Oregonians clearly can't handle anything other than warm and sunny or rainy.  When it snows just the littlest of dusting all schools close down.  And apparently when it thunders we are to batten down the hatches or periscope down or something that requires protecting ourselves from lightning.

What comes after two days of rain in Oregon?  Monday.

Have you heard of the four seasons in Oregon?  They are Almost Winter, Winter, Still Winter and Construction.

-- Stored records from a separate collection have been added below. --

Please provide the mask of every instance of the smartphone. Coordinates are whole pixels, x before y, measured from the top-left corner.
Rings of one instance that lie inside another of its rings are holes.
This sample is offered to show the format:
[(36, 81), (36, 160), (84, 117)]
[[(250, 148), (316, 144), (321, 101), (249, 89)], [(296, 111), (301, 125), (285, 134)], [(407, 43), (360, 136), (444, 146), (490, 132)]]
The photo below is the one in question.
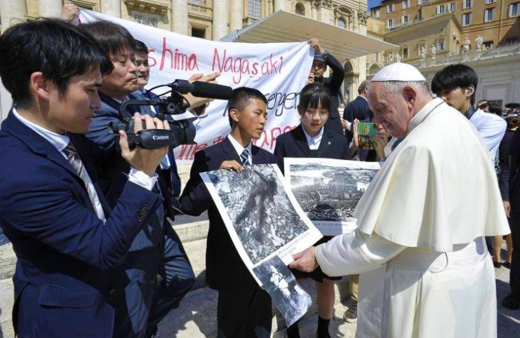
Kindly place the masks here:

Still...I love Oregon.  I will take the green over brown any day, even though that includes green moss, green mold and green mildew.  My sweet hubby could see I was growing moss in between my toes and whisked me off to Las Vegas for my very first time to find some sunshine.  Find it we did and I was happy to absorb the rays by the pool, but what I found interesting were all the facades that the casinos created to try to look like real waterfalls and plants and animals.  I thought, all I have to do is walk out my door or drive to the river or ocean or woods and I can see these things the way God  created them, not the way Metro, Goldwyn or Mayer did.





An Oregon lake



A Las Vegas "waterfall"


 
A tiny, lone yellow rose has blossomed on our miniature roses, but in a week we will have hundreds of  blossoms in coral, red, pink and white.  The strawberry plants are covered in white blossoms and little green cherries are filling out the cherry branches.  As the mud starts to dry out and the grass fills in, I will stroll barefoot through our little piece of land going from plant to plant to admire its progress with a spring in my step.